Inquieto, decidiu voltar a pedalar. Ele sempre pedalava antes do acidente que tirou sua visão. Pedalava para entregar as mercadorias da mercearia onde trabalhava e também com os amigos no fim de semana. Mas como pedalar sem enxergar? Foi quando soube do projeto DV na Trilha em que condutores voluntários pilotam bicicletas duplas carregando os deficientes visuais. (Link da reportagem). Genival tornou-se membro do grupo e, sempre que pode, pedala no Jardim Botânico. “Já participei até de duas ultramaratonas de ciclismo: uma de 100k e outra de 200k”, conta.

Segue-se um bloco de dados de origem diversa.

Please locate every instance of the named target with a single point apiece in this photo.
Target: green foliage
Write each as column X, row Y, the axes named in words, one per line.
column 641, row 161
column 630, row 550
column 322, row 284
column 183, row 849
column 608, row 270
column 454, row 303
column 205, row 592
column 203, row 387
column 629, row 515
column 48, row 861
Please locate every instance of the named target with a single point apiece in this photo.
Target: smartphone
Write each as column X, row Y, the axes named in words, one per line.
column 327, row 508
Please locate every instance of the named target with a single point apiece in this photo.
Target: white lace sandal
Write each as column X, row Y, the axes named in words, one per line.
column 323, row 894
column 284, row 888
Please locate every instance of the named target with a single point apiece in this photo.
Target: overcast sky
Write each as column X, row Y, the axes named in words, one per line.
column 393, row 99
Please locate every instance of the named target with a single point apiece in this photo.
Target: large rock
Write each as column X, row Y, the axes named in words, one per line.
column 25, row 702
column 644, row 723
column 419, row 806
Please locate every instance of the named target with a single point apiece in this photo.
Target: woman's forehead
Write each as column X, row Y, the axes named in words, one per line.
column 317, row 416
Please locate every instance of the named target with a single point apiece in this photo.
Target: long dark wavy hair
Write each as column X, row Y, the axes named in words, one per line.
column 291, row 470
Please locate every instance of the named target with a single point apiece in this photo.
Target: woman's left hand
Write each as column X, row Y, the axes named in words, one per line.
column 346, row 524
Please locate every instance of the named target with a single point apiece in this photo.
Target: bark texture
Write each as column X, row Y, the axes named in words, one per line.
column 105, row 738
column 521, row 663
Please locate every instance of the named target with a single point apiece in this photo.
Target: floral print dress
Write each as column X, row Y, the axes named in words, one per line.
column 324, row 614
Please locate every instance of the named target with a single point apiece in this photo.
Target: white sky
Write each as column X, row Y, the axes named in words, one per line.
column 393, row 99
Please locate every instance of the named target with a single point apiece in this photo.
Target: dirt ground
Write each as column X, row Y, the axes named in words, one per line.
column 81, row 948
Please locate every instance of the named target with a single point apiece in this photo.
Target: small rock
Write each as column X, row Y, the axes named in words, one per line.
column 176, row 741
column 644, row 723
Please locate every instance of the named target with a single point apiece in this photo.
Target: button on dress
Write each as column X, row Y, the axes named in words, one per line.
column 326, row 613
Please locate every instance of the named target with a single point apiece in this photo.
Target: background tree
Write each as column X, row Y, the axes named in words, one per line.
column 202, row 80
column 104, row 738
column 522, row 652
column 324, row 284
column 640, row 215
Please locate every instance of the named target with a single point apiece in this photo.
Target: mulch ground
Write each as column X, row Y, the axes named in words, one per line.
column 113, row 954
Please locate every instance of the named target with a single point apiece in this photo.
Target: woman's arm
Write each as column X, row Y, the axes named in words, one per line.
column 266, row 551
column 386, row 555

Contudo, ele precisava de mais adrenalina para distrair sua mente e amenizar os efeitos da escuridão eterna. E então começou a correr. Não dos problemas, mas de objetivos. Metas esportivas. Com empenho e dedicação, conseguiu participar da São Silvestre em 2019. “Corro pelo menos três vezes na semana antes do trabalho e, depois, ainda costumo pedalar”, diz.

Preconceito

Nesses 35 anos que Genival anda pela cidade como deficiente visual, de casa ao trabalho e vice-versa, já sentiu na pele as dificuldades de quem não enxerga. São muitos os obstáculos físicos, mas o pior, segundo ele, é o preconceito. “As pessoas precisam ter mais amor ao próximo e olhar para o deficiente e para o idoso com mais carinho e, principalmente, sem preconceito. Nós gostamos quando recebemos ajuda, mas não somos coitados. Não nos desprezem ou nos joguem para baixo porque somos todos iguais”, diz.

E, antes de encerrar a reportagem, Genival manda uma mensagem motivacional para aquelas pessoas com problemas. “Se você acha que está passando por uma dificuldade, olhe ao seu redor. Tem muita gente saudável, com os olhos bons, com alimentação em dia que fica falando mal da vida. Se olhar para o lado vai perceber que tem muita gente que está vivendo uma situação muito pior. E ainda tem gente saudável que não quer trabalhar e parte para o crime. Veja o meu exemplo e dos meus companheiros deficientes. Saímos todos os dias para trabalhar embaixo de chuva ou do sol com a mesma determinação”, ensina.

A história de superação de Genival Ribeiro ensina que é possível olhar para si mesmo e fazer uma escolha: encontrar um novo sentido para substituir a visão que lhe foi tirada. E ele encontrou um mundo novo, sem a miopia da objetividade do olhar. Percebeu que o mundo tem texturas, ruídos, sabores e cheiros que o tornam ainda mais fascinante. Mais completo. Mais intenso. E, ao descobrir essa intensidade, o servidor público aceitou viver de uma maneira diferente. A ausência da luz, ele entendeu, não é o fim do túnel, mas uma nova possibilidade de sentir o que há ao redor, as pessoas, o ambiente. Imergir na escuridão é um exercício de liberdade, de autodeterminação, de praticar o livre-arbítrio. Genival ousou, ao negar ser dependente, e a lutar pelo seu espaço.

Ele escancara, para quem quer ver, que quem consegue perceber a própria vida de outros ângulos, com generosidade e sem preconceito, torna-se capaz de tocar a vida do outro. Genival nos ensina que existir é um exercício cotidiano de resistência.

Saiba mais:

Anualmente, os dois viveiros da Novacap desenvolvem mais de 80 espécies de flores, mais de 300 espécies de arbustos, de plantas de sombra e palmeiras, além de mais de 200 tipos de árvores – em que 60% são provenientes do Cerrado.